Your appearance is the first step and the first thing that a customer will notice after your first “Hello”. You must be clean, nice haircut, your nails cut or fresh made if you are a woman, clean shoes or well-polished, trousers without extreme cuts and a nice shirt if you don’t have to wear that shirt with the company logo (if it is demanded by the company’s policy). Your appearance is the first step to win the customer’s attention and trust.

Great knowledge of your product

Before you start selling something, I think that the most important is to know the details of the product that you are selling. Before you even start dealing with customers you should know everything about the product you are selling. I was talking to a salesman a few years ago about a television I wanted to purchase and about 4 times in his try to present to me the product, he couldn’t answer my queries and his answer was “please let me check in my computer to answer to that question”. That was bad. If you want to deal with a customer the first thing that you should do is to write down 20 questions that you would ask the salesman in order to be ready for the things that he will ask you. If you want to serve better be the customer. A well informed salesman can sale 70% more from someone that is not ready to answer every possible query. You should always keep record of your stock and make sure to inform your supervisor before you run out of products especially the ones that are in discount.

Speech and approaching

No matter what age is the customer you should always address to him in plural. If you feel that singular will help you more to “seal the deal” then you can do that but first you have to ask the customer’s permission in order to change your way. There’s a whole science and a lot of seminars and webinars on how to stand in front of the customer, how to handshake the customer, where to stand during the sale and what words are allowed during the sale. Whatever you sale if you really know the product talk with confidence. Always tell the truth.

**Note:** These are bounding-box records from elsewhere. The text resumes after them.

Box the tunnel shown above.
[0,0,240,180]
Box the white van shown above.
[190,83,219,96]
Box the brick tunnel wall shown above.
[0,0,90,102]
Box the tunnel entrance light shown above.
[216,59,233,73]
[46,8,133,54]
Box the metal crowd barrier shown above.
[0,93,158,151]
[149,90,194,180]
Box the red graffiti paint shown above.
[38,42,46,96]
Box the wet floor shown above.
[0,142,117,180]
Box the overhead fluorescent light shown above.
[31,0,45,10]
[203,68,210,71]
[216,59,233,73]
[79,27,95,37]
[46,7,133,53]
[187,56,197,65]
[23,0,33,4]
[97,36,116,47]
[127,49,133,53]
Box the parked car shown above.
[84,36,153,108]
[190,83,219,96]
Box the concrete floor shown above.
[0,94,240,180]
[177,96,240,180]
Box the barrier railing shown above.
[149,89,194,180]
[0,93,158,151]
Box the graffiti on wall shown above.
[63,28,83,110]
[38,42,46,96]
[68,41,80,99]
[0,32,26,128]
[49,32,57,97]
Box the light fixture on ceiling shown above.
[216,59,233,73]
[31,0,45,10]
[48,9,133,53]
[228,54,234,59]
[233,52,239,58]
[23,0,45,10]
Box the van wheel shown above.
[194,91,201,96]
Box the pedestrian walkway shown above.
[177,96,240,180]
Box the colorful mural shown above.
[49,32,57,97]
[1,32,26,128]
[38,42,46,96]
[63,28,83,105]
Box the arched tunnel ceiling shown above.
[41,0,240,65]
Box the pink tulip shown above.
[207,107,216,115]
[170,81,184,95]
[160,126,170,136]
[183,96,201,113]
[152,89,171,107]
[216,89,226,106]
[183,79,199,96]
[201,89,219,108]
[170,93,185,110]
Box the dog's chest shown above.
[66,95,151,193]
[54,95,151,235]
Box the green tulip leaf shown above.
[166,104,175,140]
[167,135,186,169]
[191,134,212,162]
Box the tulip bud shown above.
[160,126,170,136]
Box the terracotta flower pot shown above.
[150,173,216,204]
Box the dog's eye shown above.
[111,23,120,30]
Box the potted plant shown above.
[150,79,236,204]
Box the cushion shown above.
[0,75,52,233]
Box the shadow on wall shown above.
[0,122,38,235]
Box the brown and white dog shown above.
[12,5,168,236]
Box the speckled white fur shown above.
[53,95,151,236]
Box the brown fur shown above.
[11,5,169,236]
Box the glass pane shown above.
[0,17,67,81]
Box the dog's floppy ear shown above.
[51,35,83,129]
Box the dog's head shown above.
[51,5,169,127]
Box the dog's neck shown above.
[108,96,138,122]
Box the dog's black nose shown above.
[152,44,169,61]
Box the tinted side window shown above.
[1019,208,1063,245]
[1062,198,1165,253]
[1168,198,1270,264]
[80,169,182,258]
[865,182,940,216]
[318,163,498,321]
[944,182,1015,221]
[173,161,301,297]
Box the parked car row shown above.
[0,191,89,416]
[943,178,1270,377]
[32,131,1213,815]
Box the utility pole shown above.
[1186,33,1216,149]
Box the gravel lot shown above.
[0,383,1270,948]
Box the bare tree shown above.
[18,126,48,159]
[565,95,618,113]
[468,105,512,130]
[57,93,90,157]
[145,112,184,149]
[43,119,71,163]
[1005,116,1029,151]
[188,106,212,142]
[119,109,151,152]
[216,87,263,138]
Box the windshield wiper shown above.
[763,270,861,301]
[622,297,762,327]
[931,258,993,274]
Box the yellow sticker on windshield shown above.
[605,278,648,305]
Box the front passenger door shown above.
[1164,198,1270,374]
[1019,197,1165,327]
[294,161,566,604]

Don’t say things to amaze the customer. He or she is not a fool. Don’t say that the price is going to change if there are still days in that offer. Don’t use sales technics that died in the 20th century. When a customer comes in your shop, he is there because he wants to buy that thing that he checked online or in the advertising brochure. He can’t tell you that he doesn’t have enough cash on him. Cash is dead. Everyone uses debit or credit cards.

Never say “NO” to a customer. Pull that word out of your vocabulary. Even if the customer will ask you a price about the moon and the stars your answer should be something like “I’ll see what I can do” or “It’s out of my restrictions but I’ll ask my superiors and I will let you know as soon as possible”. Ask for the customer's permission to give you his number. After one or two weeks call him to ask if everything is all right and if he's happy with the product that he purchased. That shows that you care. Don't flirt with a customer. If you found the love of your life at least don't flirt him or her during your shift.

Keep a daily record

Every company that respect their work should have a form where you can record everything in your daily sales. Even if you “seal the deal” or if you lost the sale, you should write down everything that happened in your shift and that’s something that you can discuss with your superior in order to tell what went wrong or what could be better in your sale. There should be forms for everything that has to do with cleaning, stock, sales, priorities and leave of absence. Complaint forms should be in every sector of the shop but with the right attitude they’ll always be empty.

Build relationships with co-workers.

A good environment and a good relationship between workers will always be a plus towards the customers and sales that can come out of this. In front of the customers you should address to your co-worker in plural. That will show to the customer the mutual respect that there is between workers. Make the customers buy a lot of things from different sectors because everything can combine in a right sale. For example if a customer buys an office or a chair that he has to be assembled then you should tell him to visit the electrical department as well to buy an electrical tool or if he buys frames he can buy screws and nails from this department as well. Combining sales means more money and a right collaboration between sectors to achieve their goals.

A great supervisor must arrange for all the staff to go out for a coffee or a drink, once a week for straining relationships between workers. Friendly ties can make you want to go to your work with joy and will make you love what you do even more. If two of the workers can’t collaborate find a way to put them together until they can work things out and resolve their issues. Everybody should be concentrated to their work. Personal problems should be left outside of the sales battlefield. You spend 8-10 hours a day in your work which frankly means that 1/3 of your life you’re working in an environment that must pleases you.

Customer Service as I said before is a whole science and requires all your attention and the right attitude towards your customers and your co-workers. One small mistake can cost you a good sale and you honesty will make customers to come again and ask you for their next sale. Honesty can build a strong bond that will not be tarnished in the years to come. When I go out, I always meet people that I served many times in the past 20 years and they all greet me by calling me with my first name. They know me. They remember me. That’s my trophy. That’s my achievement.